TCayleyDiagram class

The Cayley diagram is one of the more interesting aspects of Group Explorer, and its implementation less obvious than some of the other parts of the software.  Thus we take some time to address it in our technical documentation, here.

Listed below are three of the the important/interesting member functions for the class TCayleyDiagram, and a discussion of the algorithms that implement them.

Functions

procedure loadFromFile (Ini : TIniFile; Section : string);

Calls functions from GroupParsing.pas to read and parse information from a .gp file.  The TIniFile class is a Borland Delphi class which reads all settings in a text file of the appropriate format into a data structure in memory, so that they can then be accessed in any order (rather than in the linear order of the file).  Group Explorer adopts the .INI file format for its .gp files (see the Group Authoring page), and so this loadFromFile procedure can simply ask, for each piece of information it needs to build a Cayley diagram, whether that information exists in the given section of the data structure Ini that is passed as the first the parameter.

This routine is called by the loadFromFile routine of TVisualGroup, and it is called once for each section that declares a custom Cayley diagram.

Pieces of information this routine extracts from the section are listed here.

1. The name the author gave to this custom diagram
2. Each node in the diagram, including its location, color, size, and the group element it represents

procedure makeFromGroup (
   G : TGroup;   gens : TGroupElts;   axes : TAxes;
   AxisToGen, DimToGen : TPermIndex);

This routine is half of the inner workings that auto-generate Cayley diagrams; the other half is the orbitGrid function.  Recall that a TCayleyDiagram (class documented here) object associates elements of the group with positions in space.  This function examines a group and some parameters for auto-generating a Cayley diagram for it, and then alters the TCayleyDiagram object from which it as called to shape it into a suitable association of group elements with points in space.

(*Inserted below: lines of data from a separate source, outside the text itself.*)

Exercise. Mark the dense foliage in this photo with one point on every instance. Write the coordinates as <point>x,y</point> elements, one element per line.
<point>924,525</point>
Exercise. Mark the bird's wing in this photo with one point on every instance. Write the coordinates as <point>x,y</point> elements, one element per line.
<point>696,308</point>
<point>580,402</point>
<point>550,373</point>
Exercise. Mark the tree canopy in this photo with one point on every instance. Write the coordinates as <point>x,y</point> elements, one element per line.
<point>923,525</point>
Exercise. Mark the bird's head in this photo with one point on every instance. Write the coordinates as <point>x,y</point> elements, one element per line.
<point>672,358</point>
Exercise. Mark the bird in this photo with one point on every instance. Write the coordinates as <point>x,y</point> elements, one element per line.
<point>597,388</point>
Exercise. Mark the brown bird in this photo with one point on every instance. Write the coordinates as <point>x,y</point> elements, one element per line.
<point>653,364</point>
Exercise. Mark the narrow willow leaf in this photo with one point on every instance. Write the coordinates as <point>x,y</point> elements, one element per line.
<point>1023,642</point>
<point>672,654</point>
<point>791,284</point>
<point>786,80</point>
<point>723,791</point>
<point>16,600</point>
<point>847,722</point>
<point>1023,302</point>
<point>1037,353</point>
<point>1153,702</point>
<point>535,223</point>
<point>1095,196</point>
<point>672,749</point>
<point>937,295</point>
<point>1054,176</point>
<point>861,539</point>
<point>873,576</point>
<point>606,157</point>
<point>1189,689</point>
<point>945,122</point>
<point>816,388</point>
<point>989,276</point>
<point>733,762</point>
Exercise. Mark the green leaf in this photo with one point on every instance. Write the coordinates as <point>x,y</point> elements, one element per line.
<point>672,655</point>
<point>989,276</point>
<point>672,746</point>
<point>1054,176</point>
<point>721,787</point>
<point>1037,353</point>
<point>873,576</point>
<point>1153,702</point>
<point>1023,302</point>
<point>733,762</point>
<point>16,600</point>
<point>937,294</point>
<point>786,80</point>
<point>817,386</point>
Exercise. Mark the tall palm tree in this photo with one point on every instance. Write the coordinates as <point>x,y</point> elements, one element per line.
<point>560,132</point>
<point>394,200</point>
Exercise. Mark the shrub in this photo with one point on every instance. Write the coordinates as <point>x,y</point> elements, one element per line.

The quantity of parameters to this routine necessitates a discussion of each.

	G is the group whose Cayley diagram we wish to create.
	gens is a set of generators for the group, the set that should be used to generate the diagram.
	axes is one of a predefined list of possible ways to lay out the grid of group elements in space (e.g. rectangular, polar, cylindrical, etc.).  Such choices are available to the user from the Edit Cayley Diagram dialog box.
	AxisToGen is a permutation mapping axes to generators.  That is, for each index i, axis i corresponds to generator AxisToGen[i].  This is customizable by the user through the Edit Cayley Diagram dialog box.
	DimToGen is a permutation mapping dimensions (priorities) to generators.  That is, for each index i, generator AxisToGen[i] has priority i (where lower numbers are higher priority).  This is customizable by the user through the Edit Cayley Diagram dialog box.

The algorithm for this procedure is lengthy, requiring many subroutines to implement its details, but the big picture can be described in just a few steps.  We do so here.

1. Permute the generators in gens according to the permutation in DimToGen.
2. Use the potentGens function to ensure the generators list is not redundant, and remove any redundant ones.
3. Ensure the number of generators that remain is equal to the dimension of axes.
4. Arrange the elements of the group into a grid using the orbitGrid function.
5. Loop through the generated grid and determine the coordinates in Euclidean three-space for each element of the group from its position within the grid, the system of axes chosen, and the permutation AxisToGen.

procedure findGoodPermutations (
   G : TGroup;   gens : TGroupElts;   axes : TAxes;
   var AxisToGen : TPermIndex;   var DimToGen : TPermIndex);

When Group Explorer first opens a Cayley diagram, it does not know what values of AxisToGen and DimToGen it should pass to makeFromGroup (above) to generate an aesthetically pleasing diagram.  This routine uses a few heuristics to choose good values for those permutations.  The heuristics it follows are listed in the following table.

For linear, circular, rectangular, or rectangular solid axes,

the identity permutations work as well as any.

For line of rectangular solids,

permute the generators in such a way as to create an orbit grid dimension that is as short as possible, and assign that dimension to the w axis.

For polar, toroidal, ring of lines, ring of rectangles, or ring of rectangular solids,

permute the generators in such a way as to create an orbit grid dimension that is as long as possible, and assign that dimension to the rotational axis (theta for polar, major for toroidal, or the ring axis).

For polar, cylindrical, or ring of circles axis,

permute the generators in such a way as to create an orbit grid dimension that is as long as possible, and assign that dimension to the theta axis.

For ring of polars, ring of hollow cylinders, or ring of cylinders,

permute the generators in such a way as to create an orbit grid dimension that is as long as possible, and assign that dimension to the theta axis, then find the next longest dimension and assign it to the ring axis.

For ring of tori,

permute the generators in such a way as to create an orbit grid dimension that is as long as possible, and assign that dimension to the theta axis, then find the next longest dimension and assign it to the major axis.

For line of cylinders,

permute the generators in such a way as to create an orbit grid dimension that is as short as possible, and assign that dimension to the w axis, then find the next longest dimension and assign it to the theta axis.